I first met Japanese retiree couple, the Ms, in 2006. We crossed paths because S, the husband, was doing research on his thesis about Singapore films, and T, the wife, was helping him with translation and note-taking.
I was intrigued by this dynamic duo. S, tall and bearded, was the image of a bohemian academic in his metal-rimmed glasses and dashing ponytail. The petite, salt-and-pepper-haired T wielded a portable English-Japanese electronic dictionary and was armed with a huge DSLR camera that looked like it weighed more than she did.
They were sincere and keenly interested in the Singapore film-making scene, unfazed by language barriers. S even picked up some Hokkien - which he calls "Fujianese" - in order to understand the getai songs in Royston Tan's 881.
We became friends because the Ms would visit Singapore for lengthy annual sojourns while I travelled frequently to Tokyo, where they were based. So we would meet over meals and chat about everything from film and politics to culture and travel.
The more I got to know them, the more I admired their energy and enthusiasm. S had travelled the world and worked long stints in the United States and Brazil. He also had a hand in helping to build the Studio Ghibli museum in Tokyo, a quixotically quaint building in Mitaka with curvy edges and cute corners which is dedicated to the work of Japanese animator Hayao Miyazaki. T did her master's in anthropology, travelling through the jungles of Borneo to do research among the headhunters.
On my recent trip to Tokyo, I met them again and, over a lunch of tender anago, they chatted about backpacking through eastern Europe, loving Poland for its strong cultural identity, friendly people and good food, and heading to Ireland on their next adventure.
I have been thinking about the Ms a lot this past week because I have just changed jobs. After almost 20 years working in the same section, Life!, in The Straits Times, I have moved to the Online department.
As a classic conservative Capricorn, I have to confess I'm not big on change. On my first day at my new desk, I felt distinctly unmoored. I grew up - first as a rookie reporter, then an arts correspondent and editor - in Life! and knew its rhythms by heart.
At Online, I have to learn new processes and am feeling my way around. The impatient part of me feels like I should be doing more as I have become so used to plunging straight into work the second I arrive at the office. But there are new workflows to understand, new technology to learn and new colleagues to befriend.
Of course, I'm not the only one to feel dislocation during a job shift. Why else would books such as Who Moved My Cheese?, that much-derided management book about coping with change, sell more than 40 million copies worldwide?
But in grappling with change in my little corner of the universe, I have come to appreciate even more the resilience and, on reflection, the courage of the Ms.
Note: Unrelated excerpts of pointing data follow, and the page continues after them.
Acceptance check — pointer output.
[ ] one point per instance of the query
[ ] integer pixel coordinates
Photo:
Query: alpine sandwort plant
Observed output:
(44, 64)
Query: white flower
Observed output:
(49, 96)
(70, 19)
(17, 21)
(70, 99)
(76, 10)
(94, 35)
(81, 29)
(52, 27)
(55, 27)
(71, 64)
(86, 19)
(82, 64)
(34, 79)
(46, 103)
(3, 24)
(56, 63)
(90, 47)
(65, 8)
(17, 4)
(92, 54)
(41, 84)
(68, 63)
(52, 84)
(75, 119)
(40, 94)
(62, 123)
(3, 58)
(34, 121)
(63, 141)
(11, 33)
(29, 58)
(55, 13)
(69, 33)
It is a cliche, of course, to declare that one should embrace change. However adaptable one is, upheaval and insecurity are never easy to deal with. But I did opt to uproot myself, reasoning that learning new things would be good for my intellect, if not my soul, and a good test of my mettle.
That logic is sound in theory, but messier in reality when I have to deal with my own ignorance and doubts. That brings me back to my friends who provide an inspiring model, not just as the epitome of active ageing, but also as exemplars of the beneficial effects of lifelong learning.
The Ms might be in their 70s, but they tackle new challenges with the attitude of a person a third their age. They are constantly curious about the world about them, and I suspect this is one of the things that keep them young at heart. They engage wholeheartedly with the peoples and societies they visit. And this intellectual curiosity is something that I find most admirable.
The more the Ms travel and learn, the more engaged they are with the world around them - it seems to be a virtuous circle that keeps them going in life. S is now contemplating writing about Poland's cultural identity because he is curious about how that small country has survived multiple invasions, even vanished as a country at certain points in its history, yet retains such a strong cultural identity.
Talking to them, I am reminded of my years in university, when my brain was stimulated in a dozen different ways by the books I read and by the joys of figuring out explanations about the wide world around me. There is that same buzz of discovery when I talk to the Ms. They challenge me to think deeply about my opinions about everything from the arts to politics, to tease out the subtleties of various points of view.
Now that I am scrambling to learn everything from a new computer program to different ways of applying my journalism knowledge to my new job, I feel as if I have been thrown back to my university days when every subject was a novelty and each day brought new revelations. I could choose to feel overwhelmed, or, like the Ms, I could choose to delight in discovering new things.
Doubtless there will be both frustration and fun along the way, but taking a leaf from the Ms' playbook, I will treat it as an adventure.
If my open-hearted friends who display such joie de vivre are any indication, this approach to learning will serve me well not just now as I'm figuring out a new job, but also in my own retirement years.